Sorry man, I didn't know... I just saw you shaking her like that and thought that maybe you snapped from the grief, it can't be easy for you, feeling your own loss and then having to feel all of ours on top of that.

It's ok, it's hard but I can deal. Right now I'm only concerned with helping Bella; I need her to be ok.

That last one slipped out, I hadn't meant to reveal that my reasons for wanting to help Bella stemmed from anything other than brotherly concern, But Emmet picked up on my choice of words and gave me a questioning look, but thankfully kept quiet as we moved closer to Bella.

Carlisle, is she going to be ok?

I don't know son, I think she may be in denial, I think her brain has shut down to protect itself from the pain.

But how is she still standing there with her eyes open? Shouldn't she be unconscious?

I don't know son, generally yes, when the brain shuts down to protect itself after mass trauma the body shuts down as well. I fear that in this case she may have entered into a catatonic state.

But what do we do? This can't be good for her? We have to get her out of it!

Yes, I agree, remaining in this state for too long could prove detrimental to her health, and I do have an idea of how we can get her out of it, but it won't be pleasant and I don't know for certain that it will help, it could make her worse.

What is it? We have to try; we can't just leave her like this!

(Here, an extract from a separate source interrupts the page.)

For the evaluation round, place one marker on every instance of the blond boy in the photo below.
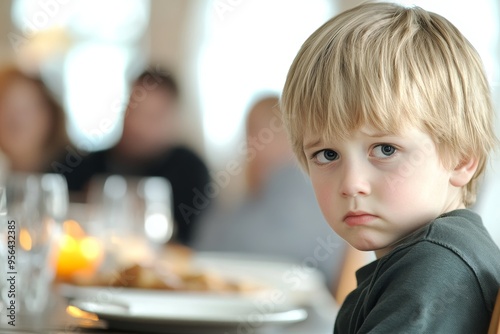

It's something you have to do son, her mind is rejecting the pain, so in order to bring her back she needs to feel that pain.

I don't understand what do you want me to do?

I need you to project all the pain you are feeling onto her and hopefully the shock of it will bring her back.

No! I can't do that, it's too much, she couldn't handle her own pain, how will she be able to deal with all of our combined pain thrust onto her? I won't do it! It's too much!

There's no other way son, she has to feel the pain if she has any hope of ever overcoming it, and if her mind won't allow that, then we will have to make her feel it, it's the only way.

Ok.

I sighed in defeat as I drew in everyone's pain and moved closer putting my hand on the bare skin of Bella's arm and pushed it all onto her, all the pain and anguish and loss that we felt. As soon as I let my power loose Bella screamed and dropped to her knees, I immediately ceased using my power on her and dropped to the ground next to her and gathered her in my arms as she continued to scream. I whispered reassurances in her ear as I held her, until finally the screaming stopped, only to be replaced by her heartbreaking sobs as she allowed herself to feel her own loss. Now that she was crying in my arms and I could feel her pain, it was too much, it was so much more than I had expected from any human, it rivalled my own pain, and that along with everyone else's made me breakdown in my own tearless sobs.

We stayed that way for what seemed like hours until I was finally able to rain in my grief enough to pick us up of the ground as we slowly made our way back to the house. Bella had fallen asleep in my arms as we had sat holding onto each other in the clearing, and for that I was grateful as it presented me with a brief break from the onslaught of her emotions. When we reached the house, I took her up to one of the guest bedrooms, I wasn't ready to go into mine and Alice's room yet, and I knew that Bella would not want to wake up in Edwards's room only to be reminded that he wouldn't be there to greet her as she awoke. As I went to lay her on the bed to let her sleep and my arms let go of her, she whimpered and began crying out, she was still asleep, but as soon as I pulled her into my arms once more she quieted down and fell back into a deep sleep. So I stayed and held this fragile human girl in my arms as she slept, and not once throughout this time did my control waver, the thought of hurting her was too much to bare so my thirst was not an issue, I knew that I could never and would never do anything that would cause her pain. I would shelter and protect her from anything that sought to harm her, for she was my life now, she was my reason for continuing on in this existence and I would not fail her.